Tools that have been around for a while (for some definition of while)
Tools that are mostly environment-agnostic (i.e. you will encounter a variation of these tools in every place you work as long as you work with tech) and
Tools that are foundational i.e. if you know them, you can start to understand other tools

In other words, if you know nothing else, you’ll be able to start to get to productivity almost immediately using these tools. If you don’t know these tools, you will be hindered from data work. If you don’t have these tools available to you, you’re not in an environment that’s conducive to data work.

SQL

Learn SQL first. You absolutely cannot do any data work until you are able to get data from a source. Regardless of how many database solutions, key/value stores, distributed data lakes there are today, they all eventually converge to SQL. Hive is SQL on the JVM. Kafka has SQL now. Almost every single tool that has users that need to analyze data will eventually introduce SQL, and once you know how to get to it, you can get to the data.

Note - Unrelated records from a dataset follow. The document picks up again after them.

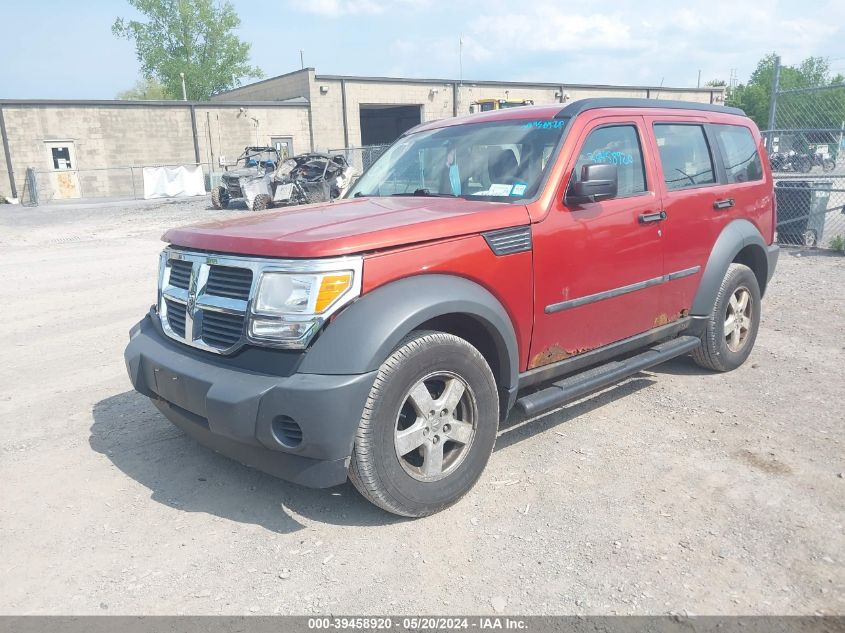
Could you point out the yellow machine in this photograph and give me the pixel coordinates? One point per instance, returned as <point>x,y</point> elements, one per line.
<point>485,105</point>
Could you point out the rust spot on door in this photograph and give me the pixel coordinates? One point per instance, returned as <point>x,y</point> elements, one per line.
<point>664,319</point>
<point>554,354</point>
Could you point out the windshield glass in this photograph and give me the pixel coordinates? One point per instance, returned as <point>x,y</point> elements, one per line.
<point>502,160</point>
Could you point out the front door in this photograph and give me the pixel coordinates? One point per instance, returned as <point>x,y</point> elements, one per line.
<point>64,179</point>
<point>599,265</point>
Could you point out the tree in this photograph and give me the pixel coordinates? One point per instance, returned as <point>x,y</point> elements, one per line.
<point>146,90</point>
<point>194,37</point>
<point>755,96</point>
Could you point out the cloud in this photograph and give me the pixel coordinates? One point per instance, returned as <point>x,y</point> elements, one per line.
<point>339,8</point>
<point>548,27</point>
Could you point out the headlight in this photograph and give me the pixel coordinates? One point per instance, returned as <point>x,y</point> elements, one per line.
<point>290,307</point>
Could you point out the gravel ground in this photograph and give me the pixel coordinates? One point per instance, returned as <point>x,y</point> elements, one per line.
<point>676,491</point>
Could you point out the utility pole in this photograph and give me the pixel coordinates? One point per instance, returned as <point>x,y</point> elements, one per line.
<point>461,60</point>
<point>773,101</point>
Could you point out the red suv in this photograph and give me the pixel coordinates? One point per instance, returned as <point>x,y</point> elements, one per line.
<point>515,258</point>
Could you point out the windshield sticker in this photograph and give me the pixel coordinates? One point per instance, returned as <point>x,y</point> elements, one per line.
<point>611,158</point>
<point>545,125</point>
<point>495,190</point>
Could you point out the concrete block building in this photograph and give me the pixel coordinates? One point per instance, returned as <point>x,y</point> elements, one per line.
<point>98,148</point>
<point>350,111</point>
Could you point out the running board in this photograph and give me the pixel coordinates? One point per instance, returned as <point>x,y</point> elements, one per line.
<point>563,391</point>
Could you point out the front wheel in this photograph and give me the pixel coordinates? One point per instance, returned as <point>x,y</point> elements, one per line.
<point>428,427</point>
<point>732,326</point>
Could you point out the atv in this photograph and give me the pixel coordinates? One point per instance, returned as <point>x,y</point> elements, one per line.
<point>310,178</point>
<point>250,180</point>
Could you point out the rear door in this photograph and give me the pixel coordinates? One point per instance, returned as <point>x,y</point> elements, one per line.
<point>598,266</point>
<point>707,178</point>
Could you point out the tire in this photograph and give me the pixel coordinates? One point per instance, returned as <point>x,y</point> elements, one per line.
<point>220,197</point>
<point>427,369</point>
<point>717,351</point>
<point>809,238</point>
<point>262,201</point>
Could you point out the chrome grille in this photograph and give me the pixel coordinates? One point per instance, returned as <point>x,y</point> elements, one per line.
<point>228,281</point>
<point>176,316</point>
<point>180,273</point>
<point>204,300</point>
<point>220,329</point>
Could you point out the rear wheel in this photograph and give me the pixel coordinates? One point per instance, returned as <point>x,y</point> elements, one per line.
<point>220,197</point>
<point>262,201</point>
<point>428,427</point>
<point>732,326</point>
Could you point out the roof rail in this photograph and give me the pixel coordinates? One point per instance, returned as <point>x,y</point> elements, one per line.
<point>582,105</point>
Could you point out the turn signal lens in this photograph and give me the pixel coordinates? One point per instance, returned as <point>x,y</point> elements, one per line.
<point>332,287</point>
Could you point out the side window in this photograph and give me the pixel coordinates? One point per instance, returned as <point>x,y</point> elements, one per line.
<point>684,155</point>
<point>742,162</point>
<point>616,145</point>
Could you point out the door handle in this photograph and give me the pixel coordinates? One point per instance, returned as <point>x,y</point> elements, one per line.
<point>648,218</point>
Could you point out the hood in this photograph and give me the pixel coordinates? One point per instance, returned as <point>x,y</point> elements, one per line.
<point>349,226</point>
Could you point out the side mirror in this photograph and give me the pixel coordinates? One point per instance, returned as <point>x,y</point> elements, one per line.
<point>598,182</point>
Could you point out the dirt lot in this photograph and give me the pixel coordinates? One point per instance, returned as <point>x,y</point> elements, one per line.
<point>676,491</point>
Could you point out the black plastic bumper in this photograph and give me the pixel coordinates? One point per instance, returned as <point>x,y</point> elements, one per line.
<point>772,252</point>
<point>242,414</point>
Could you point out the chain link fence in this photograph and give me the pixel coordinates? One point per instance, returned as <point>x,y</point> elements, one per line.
<point>806,145</point>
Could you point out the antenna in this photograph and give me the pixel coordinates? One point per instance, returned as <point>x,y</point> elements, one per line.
<point>461,59</point>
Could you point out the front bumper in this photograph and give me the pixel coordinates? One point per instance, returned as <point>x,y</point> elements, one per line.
<point>243,414</point>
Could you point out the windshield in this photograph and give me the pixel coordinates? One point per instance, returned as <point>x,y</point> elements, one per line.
<point>500,161</point>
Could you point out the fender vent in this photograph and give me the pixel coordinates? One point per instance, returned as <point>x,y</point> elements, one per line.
<point>509,241</point>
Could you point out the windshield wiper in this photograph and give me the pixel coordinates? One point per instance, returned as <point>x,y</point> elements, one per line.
<point>426,193</point>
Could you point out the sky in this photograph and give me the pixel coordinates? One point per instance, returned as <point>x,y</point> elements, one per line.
<point>65,50</point>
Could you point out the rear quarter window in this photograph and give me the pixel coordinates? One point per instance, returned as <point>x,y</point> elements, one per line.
<point>739,152</point>
<point>684,155</point>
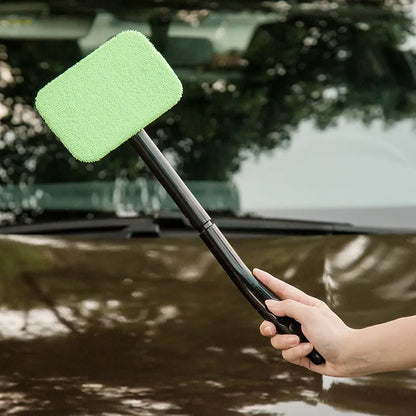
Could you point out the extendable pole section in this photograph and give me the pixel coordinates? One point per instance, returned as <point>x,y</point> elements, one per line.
<point>219,246</point>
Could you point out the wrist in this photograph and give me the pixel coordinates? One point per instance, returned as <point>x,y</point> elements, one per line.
<point>357,357</point>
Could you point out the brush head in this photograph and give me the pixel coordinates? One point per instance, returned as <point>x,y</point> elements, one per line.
<point>109,96</point>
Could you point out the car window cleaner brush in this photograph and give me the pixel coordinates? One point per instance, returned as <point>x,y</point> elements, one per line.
<point>108,98</point>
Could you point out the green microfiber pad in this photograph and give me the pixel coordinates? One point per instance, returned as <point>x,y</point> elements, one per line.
<point>109,96</point>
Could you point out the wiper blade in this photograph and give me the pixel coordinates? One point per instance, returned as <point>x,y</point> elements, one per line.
<point>164,224</point>
<point>108,227</point>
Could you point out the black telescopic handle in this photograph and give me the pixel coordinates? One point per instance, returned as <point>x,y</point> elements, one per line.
<point>219,246</point>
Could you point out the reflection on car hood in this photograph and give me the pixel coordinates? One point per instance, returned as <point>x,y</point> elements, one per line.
<point>122,322</point>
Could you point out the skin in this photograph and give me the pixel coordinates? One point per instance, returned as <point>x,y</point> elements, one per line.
<point>348,352</point>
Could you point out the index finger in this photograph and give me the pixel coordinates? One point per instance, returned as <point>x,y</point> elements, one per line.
<point>283,290</point>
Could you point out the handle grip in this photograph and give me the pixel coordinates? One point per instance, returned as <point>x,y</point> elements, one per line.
<point>286,325</point>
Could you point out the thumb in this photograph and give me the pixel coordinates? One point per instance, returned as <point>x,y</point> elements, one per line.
<point>289,307</point>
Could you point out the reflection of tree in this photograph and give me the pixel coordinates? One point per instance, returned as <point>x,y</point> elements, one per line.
<point>311,63</point>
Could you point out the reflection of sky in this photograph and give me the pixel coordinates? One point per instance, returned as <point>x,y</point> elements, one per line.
<point>349,165</point>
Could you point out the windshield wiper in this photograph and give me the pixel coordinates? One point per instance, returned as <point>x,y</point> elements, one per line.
<point>172,223</point>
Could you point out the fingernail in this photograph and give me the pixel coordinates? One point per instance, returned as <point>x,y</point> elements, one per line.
<point>270,303</point>
<point>293,340</point>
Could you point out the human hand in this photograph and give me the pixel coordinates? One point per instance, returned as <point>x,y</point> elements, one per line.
<point>323,328</point>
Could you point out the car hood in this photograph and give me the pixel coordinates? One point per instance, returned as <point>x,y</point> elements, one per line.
<point>365,278</point>
<point>108,321</point>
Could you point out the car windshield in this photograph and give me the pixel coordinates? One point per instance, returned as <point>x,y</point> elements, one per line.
<point>290,109</point>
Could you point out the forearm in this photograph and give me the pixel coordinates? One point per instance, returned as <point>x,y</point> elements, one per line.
<point>389,346</point>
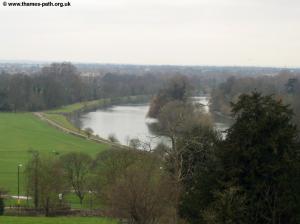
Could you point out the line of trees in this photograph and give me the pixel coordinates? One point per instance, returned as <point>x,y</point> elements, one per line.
<point>60,84</point>
<point>251,176</point>
<point>285,86</point>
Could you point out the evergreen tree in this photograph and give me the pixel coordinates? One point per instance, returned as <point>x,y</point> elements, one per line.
<point>260,156</point>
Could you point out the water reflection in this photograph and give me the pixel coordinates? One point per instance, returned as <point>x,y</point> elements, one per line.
<point>129,122</point>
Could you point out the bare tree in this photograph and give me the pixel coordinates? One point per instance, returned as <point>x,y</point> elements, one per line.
<point>140,191</point>
<point>50,183</point>
<point>77,168</point>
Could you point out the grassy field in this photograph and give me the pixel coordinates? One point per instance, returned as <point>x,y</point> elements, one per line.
<point>57,220</point>
<point>79,106</point>
<point>21,132</point>
<point>62,121</point>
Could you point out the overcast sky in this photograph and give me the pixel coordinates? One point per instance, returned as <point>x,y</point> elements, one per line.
<point>184,32</point>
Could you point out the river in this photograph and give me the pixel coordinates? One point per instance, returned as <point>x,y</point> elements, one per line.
<point>127,122</point>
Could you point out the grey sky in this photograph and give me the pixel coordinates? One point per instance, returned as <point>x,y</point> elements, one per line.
<point>199,32</point>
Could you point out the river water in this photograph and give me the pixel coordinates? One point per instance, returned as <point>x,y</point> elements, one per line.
<point>127,122</point>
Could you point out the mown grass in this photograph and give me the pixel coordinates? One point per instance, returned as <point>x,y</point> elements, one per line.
<point>78,106</point>
<point>62,121</point>
<point>56,220</point>
<point>22,132</point>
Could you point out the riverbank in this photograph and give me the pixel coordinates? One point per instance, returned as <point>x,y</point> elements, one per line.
<point>21,133</point>
<point>60,118</point>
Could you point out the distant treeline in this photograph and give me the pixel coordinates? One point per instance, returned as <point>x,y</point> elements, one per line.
<point>61,84</point>
<point>284,86</point>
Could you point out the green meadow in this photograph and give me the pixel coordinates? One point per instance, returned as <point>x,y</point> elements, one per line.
<point>57,220</point>
<point>22,132</point>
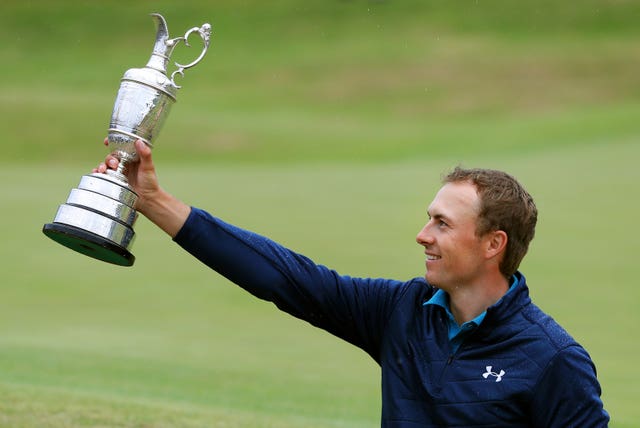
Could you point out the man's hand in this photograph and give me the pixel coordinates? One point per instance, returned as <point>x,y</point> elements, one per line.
<point>153,202</point>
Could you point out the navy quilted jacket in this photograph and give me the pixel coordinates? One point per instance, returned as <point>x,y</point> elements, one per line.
<point>518,369</point>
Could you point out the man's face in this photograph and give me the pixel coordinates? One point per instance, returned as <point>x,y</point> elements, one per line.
<point>454,253</point>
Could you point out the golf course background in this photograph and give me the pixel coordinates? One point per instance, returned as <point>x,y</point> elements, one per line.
<point>325,125</point>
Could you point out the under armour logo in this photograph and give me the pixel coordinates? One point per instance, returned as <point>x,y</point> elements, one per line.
<point>490,372</point>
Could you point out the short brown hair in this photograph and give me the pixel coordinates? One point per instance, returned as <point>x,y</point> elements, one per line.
<point>504,205</point>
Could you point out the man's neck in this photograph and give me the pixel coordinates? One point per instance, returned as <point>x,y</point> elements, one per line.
<point>467,302</point>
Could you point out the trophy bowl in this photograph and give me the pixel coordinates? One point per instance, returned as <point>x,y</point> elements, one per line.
<point>98,217</point>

Let’s forget about the fancy stuff: 80-90% of the tech industry runs on traditional relational databases: Postgres, Oracle, MySQL. Once you know how to speak SQL, you can speak to any of them.

SQL is also hands-down the easiest language for beginners to learn, because it is declarative. The other side effect that comes from knowing SQL is that once you have a good baseline understanding of how to write SQL queries, you can start to understand how databases work by learning how to optimize queries, and now you’re entering the world of computer systems and algorithms.

Also, once you start understanding how data sources work together, you start slowly building an intuition for system architectures, and now you’re off to the races.

Command Line

As a data developer, you will spend most of your time SSHing into servers, looking at stuff, and running code. This is especially true for companies that have moved to the cloud, but the pattern of, “your code lives on some remote production server and you need to get to it” is universally true. Command line is your best friend here.

If you cannot navigate the command line, you will lose a lot of productive time. Note here that I’m not suggesting everyone become a bash scripting genius or that you need to know every single vi command or emacs. But you need to know the basics: how to navigate a file system, how to shell into stuff, how to write simple bash scripts, how to look at files, etc.

Everything we do as developers builds on this knowledge: Kubernetes, compiling code, sending code to other servers, looking at what’s going on with servers, committing code, looking at ports, adding files, etc, etc. Having the command line open is a constant throughout my day.

Git

If we want to say “version control” more generally, that’s fine too, but most version control these days is git. If you don’t know how to use git effectively, at least in the cycle that you need to commit/pull/review code, you will also be hindered in productivity in any org you go to.

Again, this doesn’t mean being a super-genius with git, but understanding enough to walk back changes. Not being afraid of committing changes you’re introducing will do a lot for developer confidence. One of the only ways to get good at this is to continuously use Git/version control on a daily basis, and to create test projects where you mess up a lot and try things out.

All of the usual caveats here apply: these are based strictly on my personal experience, working primarily on data-centric projects, over the past 15 years. But I’ve now done enough work where I can confidently say I wouldn’t be able to get by without these tools.